Blog | Meeting the Energy Demands of the AI Boom
March 6th, 2025
As tech giants like Alphabet, Amazon, Microsoft, and Meta collectively invest billions in AI-related projects, the demand for computing power is soaring. This exponential growth highlights the significant relationship between AI and energy consumption. As AI technology advances and adoption accelerates, its energy demands are increasing rapidly. Recent reports indicate that data center developers are frequently requesting “several gigawatts” [ref] of power from utilities to support their AI workloads. This surge in energy demand raises serious concerns about the strain it places on the electrical grid.
AI has become a part of everyday life, with large language-based models like ChatGPT being widely adopted for tasks ranging from research to creative writing. These AI systems rely on energy-intensive Graphics Processing Units (GPUs) from two main activities: training models (20% of energy use) and executing user requests (80%). According to the World Economic Forum, the computational power required to sustain AI is doubling approximately every 100 days [ref]. By 2028, AI’s energy consumption could surpass the total electricity used by Iceland in 2021 [ref]. Furthermore, achieving a tenfold improvement in AI model efficiency could lead to a 10,000-fold increase in computational power demand. Currently, AI’s energy needs are growing at an annual rate of 26% to 36%, with estimates suggesting it could consume between 85 and 134 terawatt-hours (TWh) annually by 2027 [ref]. By 2030, AI could account for 3-4% of global electricity demand, comparable to the energy consumption of countries like Russia or Japan.
This rapid increase in demand for AI-led energy consumption has caused a surge in requests for new interconnections to power the data centers that host AI’s computing infrastructure. These facilities, which require hundreds of megawatts (MWs) of power – effectively the output of a small power station – are adding significant pressure to the already strained grid.
The growing electricity demands of AI data centers will require a combination of infrastructure upgrades and innovative solutions.
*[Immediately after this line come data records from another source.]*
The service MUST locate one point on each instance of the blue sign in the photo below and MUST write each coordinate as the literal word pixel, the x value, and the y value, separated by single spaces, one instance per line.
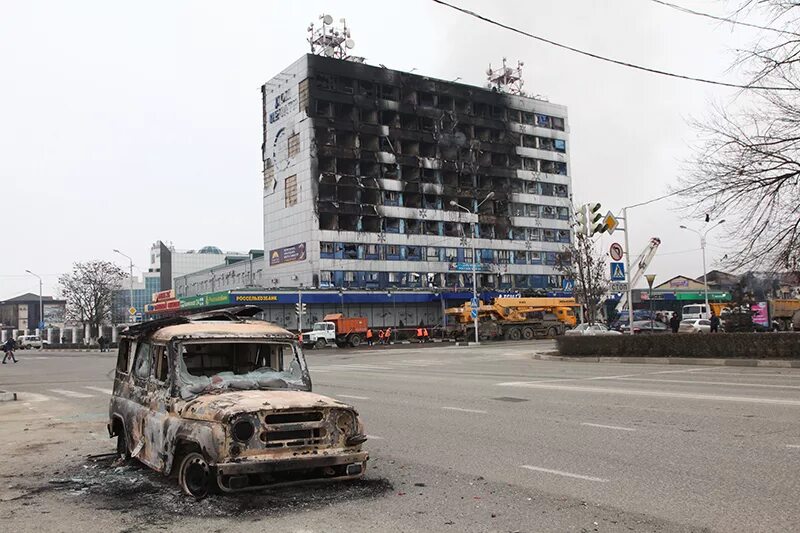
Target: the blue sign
pixel 567 285
pixel 617 271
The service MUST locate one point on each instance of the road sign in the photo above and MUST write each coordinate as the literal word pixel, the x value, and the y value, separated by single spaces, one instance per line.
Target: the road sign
pixel 618 286
pixel 567 285
pixel 617 271
pixel 616 251
pixel 611 222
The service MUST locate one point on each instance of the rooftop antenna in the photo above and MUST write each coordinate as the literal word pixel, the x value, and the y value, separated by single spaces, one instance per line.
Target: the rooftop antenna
pixel 506 79
pixel 332 41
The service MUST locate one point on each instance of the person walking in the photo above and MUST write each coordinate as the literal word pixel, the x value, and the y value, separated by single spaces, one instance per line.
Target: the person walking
pixel 714 322
pixel 9 347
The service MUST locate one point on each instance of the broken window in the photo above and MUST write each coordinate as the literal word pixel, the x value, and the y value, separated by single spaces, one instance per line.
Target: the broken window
pixel 290 190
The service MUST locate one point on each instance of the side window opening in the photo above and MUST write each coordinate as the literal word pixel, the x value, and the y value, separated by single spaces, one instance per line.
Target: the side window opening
pixel 141 365
pixel 123 356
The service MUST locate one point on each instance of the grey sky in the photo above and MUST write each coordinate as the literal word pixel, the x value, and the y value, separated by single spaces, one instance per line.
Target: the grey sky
pixel 127 123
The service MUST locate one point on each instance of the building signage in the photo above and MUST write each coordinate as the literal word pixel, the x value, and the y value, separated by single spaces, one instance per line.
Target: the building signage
pixel 217 298
pixel 192 301
pixel 288 254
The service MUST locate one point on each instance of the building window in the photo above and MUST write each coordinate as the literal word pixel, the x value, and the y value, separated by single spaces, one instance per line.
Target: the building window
pixel 290 191
pixel 294 144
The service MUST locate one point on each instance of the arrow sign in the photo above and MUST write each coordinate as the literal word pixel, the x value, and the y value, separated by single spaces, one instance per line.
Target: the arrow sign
pixel 617 271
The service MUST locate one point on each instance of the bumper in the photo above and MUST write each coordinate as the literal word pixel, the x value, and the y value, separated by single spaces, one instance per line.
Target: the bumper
pixel 255 474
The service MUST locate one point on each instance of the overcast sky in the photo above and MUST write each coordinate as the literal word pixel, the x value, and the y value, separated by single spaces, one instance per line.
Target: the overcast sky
pixel 125 123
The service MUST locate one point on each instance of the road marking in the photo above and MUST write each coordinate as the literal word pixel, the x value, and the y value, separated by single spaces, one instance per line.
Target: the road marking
pixel 70 394
pixel 565 474
pixel 99 389
pixel 461 409
pixel 606 427
pixel 711 383
pixel 656 394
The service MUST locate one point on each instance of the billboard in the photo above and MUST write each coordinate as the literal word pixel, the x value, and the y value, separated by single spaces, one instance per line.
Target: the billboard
pixel 287 254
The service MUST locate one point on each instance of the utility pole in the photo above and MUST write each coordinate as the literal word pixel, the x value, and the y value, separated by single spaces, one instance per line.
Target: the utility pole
pixel 474 309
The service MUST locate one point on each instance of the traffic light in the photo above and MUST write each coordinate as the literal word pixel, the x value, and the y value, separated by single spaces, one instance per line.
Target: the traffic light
pixel 581 216
pixel 595 222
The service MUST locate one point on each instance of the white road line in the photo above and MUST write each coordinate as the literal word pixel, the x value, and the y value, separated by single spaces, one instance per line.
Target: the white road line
pixel 70 394
pixel 461 409
pixel 656 394
pixel 711 383
pixel 606 427
pixel 99 389
pixel 565 474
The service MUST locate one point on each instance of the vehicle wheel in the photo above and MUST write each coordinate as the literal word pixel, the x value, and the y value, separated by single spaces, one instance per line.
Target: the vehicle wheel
pixel 195 476
pixel 122 445
pixel 513 334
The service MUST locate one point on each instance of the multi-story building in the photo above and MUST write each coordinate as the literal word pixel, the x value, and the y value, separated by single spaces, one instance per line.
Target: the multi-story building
pixel 368 173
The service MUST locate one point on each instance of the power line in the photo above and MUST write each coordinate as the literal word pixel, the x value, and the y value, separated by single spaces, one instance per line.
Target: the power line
pixel 721 19
pixel 611 60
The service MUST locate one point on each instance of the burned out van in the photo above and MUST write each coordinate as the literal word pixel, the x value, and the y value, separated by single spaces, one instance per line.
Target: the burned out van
pixel 225 401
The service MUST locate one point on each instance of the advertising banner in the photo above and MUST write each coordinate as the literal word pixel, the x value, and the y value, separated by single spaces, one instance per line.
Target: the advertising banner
pixel 288 254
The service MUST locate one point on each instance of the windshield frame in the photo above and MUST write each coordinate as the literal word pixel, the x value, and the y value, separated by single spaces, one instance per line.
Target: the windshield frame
pixel 186 387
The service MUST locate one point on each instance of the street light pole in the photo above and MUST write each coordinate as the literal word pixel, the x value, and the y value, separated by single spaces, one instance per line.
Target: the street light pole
pixel 131 273
pixel 703 248
pixel 41 311
pixel 474 260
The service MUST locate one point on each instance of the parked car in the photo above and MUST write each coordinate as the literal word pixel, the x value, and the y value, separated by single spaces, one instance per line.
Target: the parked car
pixel 591 329
pixel 225 401
pixel 695 325
pixel 26 342
pixel 646 327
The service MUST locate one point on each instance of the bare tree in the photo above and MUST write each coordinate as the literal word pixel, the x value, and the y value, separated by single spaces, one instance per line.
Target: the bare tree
pixel 88 289
pixel 582 264
pixel 747 167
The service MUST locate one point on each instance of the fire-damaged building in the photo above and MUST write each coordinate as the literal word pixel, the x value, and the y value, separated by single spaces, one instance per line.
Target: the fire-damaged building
pixel 372 178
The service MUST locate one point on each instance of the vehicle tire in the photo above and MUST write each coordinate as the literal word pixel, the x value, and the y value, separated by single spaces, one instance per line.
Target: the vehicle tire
pixel 513 334
pixel 195 476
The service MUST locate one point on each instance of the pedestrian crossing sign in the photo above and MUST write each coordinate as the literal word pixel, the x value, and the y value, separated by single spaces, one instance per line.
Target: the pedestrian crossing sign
pixel 617 271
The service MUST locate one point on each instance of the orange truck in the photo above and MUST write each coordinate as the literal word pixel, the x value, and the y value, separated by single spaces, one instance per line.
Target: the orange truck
pixel 336 329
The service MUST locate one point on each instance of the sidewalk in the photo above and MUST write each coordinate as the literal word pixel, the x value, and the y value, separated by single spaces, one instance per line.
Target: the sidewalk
pixel 771 363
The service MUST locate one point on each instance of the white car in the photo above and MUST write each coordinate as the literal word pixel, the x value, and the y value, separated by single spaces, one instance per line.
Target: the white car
pixel 591 329
pixel 695 325
pixel 25 342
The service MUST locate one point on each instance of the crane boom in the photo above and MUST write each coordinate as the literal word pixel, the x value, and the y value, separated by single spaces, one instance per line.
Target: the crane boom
pixel 641 264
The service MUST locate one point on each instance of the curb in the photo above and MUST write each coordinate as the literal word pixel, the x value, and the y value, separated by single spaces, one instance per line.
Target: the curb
pixel 8 396
pixel 770 363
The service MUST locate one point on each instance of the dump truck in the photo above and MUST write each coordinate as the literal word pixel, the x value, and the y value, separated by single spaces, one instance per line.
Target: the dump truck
pixel 781 312
pixel 336 329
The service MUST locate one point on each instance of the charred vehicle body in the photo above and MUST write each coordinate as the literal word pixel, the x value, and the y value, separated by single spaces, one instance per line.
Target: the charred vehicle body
pixel 224 401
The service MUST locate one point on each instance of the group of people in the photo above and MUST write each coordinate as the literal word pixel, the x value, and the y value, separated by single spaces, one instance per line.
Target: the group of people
pixel 384 336
pixel 8 349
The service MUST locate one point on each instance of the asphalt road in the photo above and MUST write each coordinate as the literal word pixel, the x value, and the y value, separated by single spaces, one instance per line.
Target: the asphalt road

To meet the growing demand while remaining committed to the energy transition, utilities will need multiple tools to support the growth of renewable energy generation and advanced energy storage systems, ensuring a consistent supply clean electricity. The most common tool is to build new transmission infrastructure to efficiently connect renewable energy sources to demand centers.
However, smart technologies such as flexible interconnections are being deployed to maximize the capacity of existing and new infrastructure, reducing costs and speeding up construction timelines. Flexible Interconnections support data center growth controlling flexible resources within the data centers like uninterruptible power supply, generators, BESS, or PV to provide utilities the flexibility required to ride through potential reliability issues. This level of flexibility benefits data center operators and utilities by allowing them to interconnect the data center faster and begin earning revenue sooner. Modern flexibility solutions are also evolving demand-response systems allowing for more targeted electricity flows, especially during peak demand. Together, these strategies aim to create a resilient and sustainable energy framework capable of meeting the growing demands of AI data centers.
In summary, managing AI’s energy demand is a complex challenge that requires multiple solutions. While traditional wires upgrades are the end goals, utilities may risk losing significant demand customers if they cannot deliver these in fast times. Smart technologies provide a bridge to wires solutions that help utilities provide a service to their data center customers. These solutions are a win-win for both the data center and the utility as the solutions reduce the timelines to start earning revenue.